Local government officials often respond to traffic safety concerns after a public outcry over injuries or deaths from auto or pedestrian accidents. At least one Cook County community is not waiting until a crash occurs to take action. Orland Park is stepping up enforcement of a state law that local residents complain village drivers are ignoring.
Illinois lawmakers upgraded a traffic law three years ago that changed how drivers should respond to people on foot. Drivers must stop completely — not just slow down and yield — for people in a crosswalk. Chicago motorists who violate the law may be fined as much as $500. Orland Park is hoping enhanced police monitoring helps to prevent pedestrian accidents.
Public safety officials and village police won’t wait until pleasant seasonal weather swells the population of Orland Park walkers. The project will focus on five intersections, including crossroads frequented by students and Metra Train travelers. Local authorities will step up enforcement as soon as new signs are posted and fresh crosswalk paint is applied.
Police throughout the state have the authority to issue tickets for crosswalk rule violators. Orland Park officials think driver warnings may be enough to effect a change in bad habits.
Warnings and fines are not the only consequences for negligent drivers.

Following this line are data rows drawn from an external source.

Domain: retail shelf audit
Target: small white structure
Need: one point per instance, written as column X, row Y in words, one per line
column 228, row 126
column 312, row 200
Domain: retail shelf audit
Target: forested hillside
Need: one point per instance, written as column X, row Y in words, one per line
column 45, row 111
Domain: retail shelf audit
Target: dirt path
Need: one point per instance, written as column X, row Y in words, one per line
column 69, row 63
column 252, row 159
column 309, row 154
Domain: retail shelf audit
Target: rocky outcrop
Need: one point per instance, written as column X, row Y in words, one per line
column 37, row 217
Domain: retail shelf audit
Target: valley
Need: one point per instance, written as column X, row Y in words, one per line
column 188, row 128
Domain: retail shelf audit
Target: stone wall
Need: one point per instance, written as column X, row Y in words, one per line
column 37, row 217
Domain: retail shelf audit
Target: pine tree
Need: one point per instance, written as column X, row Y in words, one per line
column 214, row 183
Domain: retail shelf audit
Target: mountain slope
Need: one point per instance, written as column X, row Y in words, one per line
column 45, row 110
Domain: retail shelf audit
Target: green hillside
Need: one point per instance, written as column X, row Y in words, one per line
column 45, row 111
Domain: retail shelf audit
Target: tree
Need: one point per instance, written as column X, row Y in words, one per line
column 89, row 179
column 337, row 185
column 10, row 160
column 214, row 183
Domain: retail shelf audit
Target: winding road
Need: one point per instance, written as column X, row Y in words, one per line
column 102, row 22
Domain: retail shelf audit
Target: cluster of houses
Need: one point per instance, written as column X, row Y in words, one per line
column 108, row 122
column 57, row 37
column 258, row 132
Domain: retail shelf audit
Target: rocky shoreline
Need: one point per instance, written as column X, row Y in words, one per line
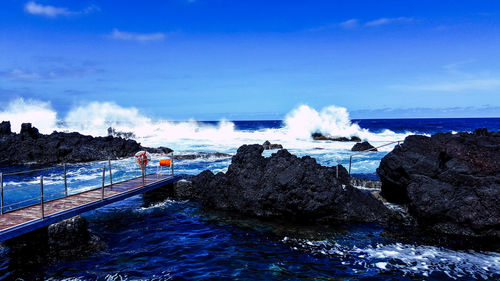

Serious criminal charges may follow when a traffic law violation leads to injury or death.
A jury in civil court bases its decision on whether negligence was present at the time a victim was harmed. The presence of a crosswalk may not sway a ruling, unless the defendant is a government entity that knew or should have known a traffic situation was unsafe.
Motorists are not the only ones who can be faulted for careless behavior or taken to court for personal injuries and deaths. Community leaders are as obligated to protect the public from hazards as drivers are bound to follow the traffic laws that governments impose upon them.